Handykunden müssen Werbeanrufe nicht dulden

Mobilfunkkunden müssen keine ungebetenen Werbeanrufe auf ihrem Handy dulden. Das gelte selbst dann, wenn im Vertrag eine Klausel enthalten sei, die Werbeanrufe mit "weiteren interessanten Informationen" erlaube, entschied das Oberlandesgericht in Hamm in einem am Montag veröffentlichten Urteil (Az.: 4 U 78/06). Die Klausel verstoße gegen das Transparenzgebot, weil sie im Vertrag an versteckter Stelle stehe. Telefonwerbung sei als eine unlautere Wettbewerbshandlung zu qualifizieren, wenn sie einen Marktteilnehmer unzumutbar belästige. Eine solche unzumutbare Belästigung sei dann anzunehmen, wenn eine Werbung mit Telefonanrufen gegenüber Verbrauchern ohne deren vorherige Einwilligung erfolgt sei, führte das Gericht in seiner Begründung aus.
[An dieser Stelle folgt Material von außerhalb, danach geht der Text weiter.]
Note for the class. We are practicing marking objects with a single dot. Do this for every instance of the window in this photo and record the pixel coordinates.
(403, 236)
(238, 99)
Der Wettbewerbssenat des Oberlandesgerichtes schob damit dem florierenden Adressenhandel bei Mobilfunkanbietern einen Riegel vor. Im konkreten Fall hatte ein Kunde einen Vertrag unterschrieben, in dem unter Punkt 5 die Klausel versteckt war, er sei auch damit einverstanden, "weitere interessante Informationen" zu erhalten. Der Mobilfunkanbieter gab die Telefonnummer des Kunden an eine andere Firma weiter – vermutlich gegen Bezahlung, wie ein Gerichtssprecher sagte. Die Firma rief den Kunden dann wiederholt an, um Werbebotschaften zu verbreiten. Dieser wehrte sich und bekam Recht. Das Argument der Firma, es liege eine Einverständniserklärung vor, erkannte das Gericht nicht an. Die Einwillung sei unwirksam, weil für den Verbraucher angesichts des bestehenden Adressenhandels völlig unüberschaubar sei, wer sich künftig auf eine solche Einverständniserklärung berufen könne. Der Verbraucherschutz wäre nach Ansicht des Gerichtes ausgehöhlt. (dpa) / (jk/c't)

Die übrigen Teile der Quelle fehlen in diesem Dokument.